“What’s in the Air” is a column by Dominique Browning, Moms Clean Air Force Co-Founder and Director, in which she explores life today through the lens of air quality and public health.
These days, I’m thinking a lot about decency. Common decency. A friend sent me an interview with a novelist beloved by many, Marilynne Robinson. Among her most popular novels are Housekeeping and Gilead; Robinson has a nonfiction work coming soon called Reading Genesis about the first book of the Bible. (And yes, I’ve pre-ordered.)
In the interview, Robinson notes that she is “surprised, shocked, disillusioned perhaps by the turn that things have taken in this country… The vulgarity and mercilessness that have entered public conversation, and a kind of meagerness and unwillingness to be a source of benefit to the people…”
That line, and that sentiment, really connected with me, as I was thinking about events of this past weekend.
A couple of members of Moms Clean Air Force were honored to be invited to meet President Biden when he went to East Palestine to mark the occasion of the one-year anniversary of the Norfolk Southern train derailment—and the consequent detonation of several cars filled with vinyl chloride. This toxic chemical was en route to New Jersey, where it would be used to make PVC—about 99% of vinyl chloride goes into the stuff we use in siding for our homes, to make our floors, in plumbing pipes; stuff like the freezable teething rings our babies gum, or toys like plastic dolls, including—yes—Barbie dolls.
Vinyl chloride is a carcinogen. It causes cancer. When it burns, it creates horrifying dioxins—and it is firefighters and first responders who inhale it when they come to rescue us and our homes. We don’t need vinyl chloride in our stuff.

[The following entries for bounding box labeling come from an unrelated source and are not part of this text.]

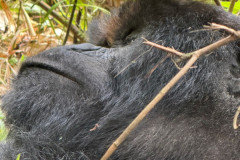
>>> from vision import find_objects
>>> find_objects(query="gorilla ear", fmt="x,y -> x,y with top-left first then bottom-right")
88,1 -> 142,47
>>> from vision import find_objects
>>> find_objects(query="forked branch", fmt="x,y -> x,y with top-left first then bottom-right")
101,24 -> 240,160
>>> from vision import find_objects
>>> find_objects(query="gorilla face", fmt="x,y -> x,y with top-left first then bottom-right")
0,0 -> 240,160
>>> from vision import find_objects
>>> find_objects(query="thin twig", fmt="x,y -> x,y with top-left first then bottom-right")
143,39 -> 184,56
228,0 -> 237,13
233,106 -> 240,129
101,24 -> 238,160
63,0 -> 78,45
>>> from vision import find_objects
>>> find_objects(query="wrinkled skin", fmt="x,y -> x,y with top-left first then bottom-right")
0,0 -> 240,160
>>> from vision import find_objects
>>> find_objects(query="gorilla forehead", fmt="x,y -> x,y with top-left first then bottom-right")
0,0 -> 240,160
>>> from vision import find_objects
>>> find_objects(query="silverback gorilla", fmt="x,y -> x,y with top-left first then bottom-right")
0,0 -> 240,160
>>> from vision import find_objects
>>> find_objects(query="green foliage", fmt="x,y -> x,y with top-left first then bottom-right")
8,57 -> 18,66
16,153 -> 21,160
0,110 -> 8,141
221,1 -> 240,14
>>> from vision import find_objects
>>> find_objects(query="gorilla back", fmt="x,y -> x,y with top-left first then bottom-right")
0,0 -> 240,160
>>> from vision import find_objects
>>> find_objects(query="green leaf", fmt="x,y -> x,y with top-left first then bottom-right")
20,54 -> 26,62
42,2 -> 62,23
16,153 -> 21,160
8,57 -> 18,65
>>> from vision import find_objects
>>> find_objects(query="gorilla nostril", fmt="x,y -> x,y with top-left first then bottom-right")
230,65 -> 240,78
228,80 -> 240,96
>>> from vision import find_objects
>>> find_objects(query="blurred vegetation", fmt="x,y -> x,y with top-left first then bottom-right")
0,0 -> 240,146
0,0 -> 123,144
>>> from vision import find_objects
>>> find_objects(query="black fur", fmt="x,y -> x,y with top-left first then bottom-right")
0,0 -> 240,160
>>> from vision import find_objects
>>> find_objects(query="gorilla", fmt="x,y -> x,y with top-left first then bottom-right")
0,0 -> 240,160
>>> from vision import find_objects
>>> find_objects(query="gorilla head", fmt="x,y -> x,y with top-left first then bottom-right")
0,0 -> 240,160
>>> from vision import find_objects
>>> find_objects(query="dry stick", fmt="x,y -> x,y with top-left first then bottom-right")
63,0 -> 78,45
228,0 -> 237,13
101,35 -> 238,160
233,106 -> 240,129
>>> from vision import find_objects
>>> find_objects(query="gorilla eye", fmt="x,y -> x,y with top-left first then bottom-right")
123,28 -> 136,40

A year after the disaster in East Palestine, the U.S. government, at Biden’s direction, has spent millions of dollars on both cleanup and health studies. More must be done. The rail company should pay—rather than U.S. taxpayers. But the damage done in East Palestine can’t be measured in dollars. And furthermore, the damage isn’t contained to East Palestine and surrounding towns. Damage is being done by the petrochemical industry from the coasts of Texas and Louisiana on up to the Ohio River Valley and beyond.
Moms Clean Air Force is a nonpartisan organization. We like to say we are Mompartisan. That isn’t an easy place to be, in a day when Republicans are disinclined to utter the words “climate change,” much less “climate disruption.” When the Republican candidate for president vows during campaign speeches to strip environmental protections and gut the agency, EPA, whose mission it is to protect human health.
Nevertheless, we try.
I can’t think of a more beautiful example of being Mompartisan than Misti Allison. She’s a Republican mom living in East Palestine. She and her family have been upended by the disaster. During President Biden’s visit some people waved flags—actually, in a photo that has haunted me all weekend, a child waved a flag, with an expletive, basically saying F… Biden and everyone who supports him.
In contrast to that, here’s what Misti described as her experience. She was able to talk to the President one-on-one for a couple of minutes—something Joe Biden loves to do. I know, I’ve seen it. He is warm, compassionate, and he listens. Misti writes:
“President Biden said something that I keep thinking about. He said when he was a child he would go to his grandfather’s farm in Scranton, PA. When he was discouraged, his grandfather would say, ‘Joey, keep the faith.’ And he would tell his grandfather, ‘I don’t want to keep the faith, I want to spread the faith.’
“I thought that was really beautiful and resonated with me because that’s how I try to live my life. While we have faced a lot this past year, I do have faith that we can recover and thrive and have this [chemical explosion] be a catalyst for change. And that it is my duty to spread the faith for others to believe that too, and to work together.”
Amen. That’s all I can say. Or, Selah. Prayerful? Raising our voices in praise? Indeed. We need more Mompartisanship.
Or to put it another way: More common decency.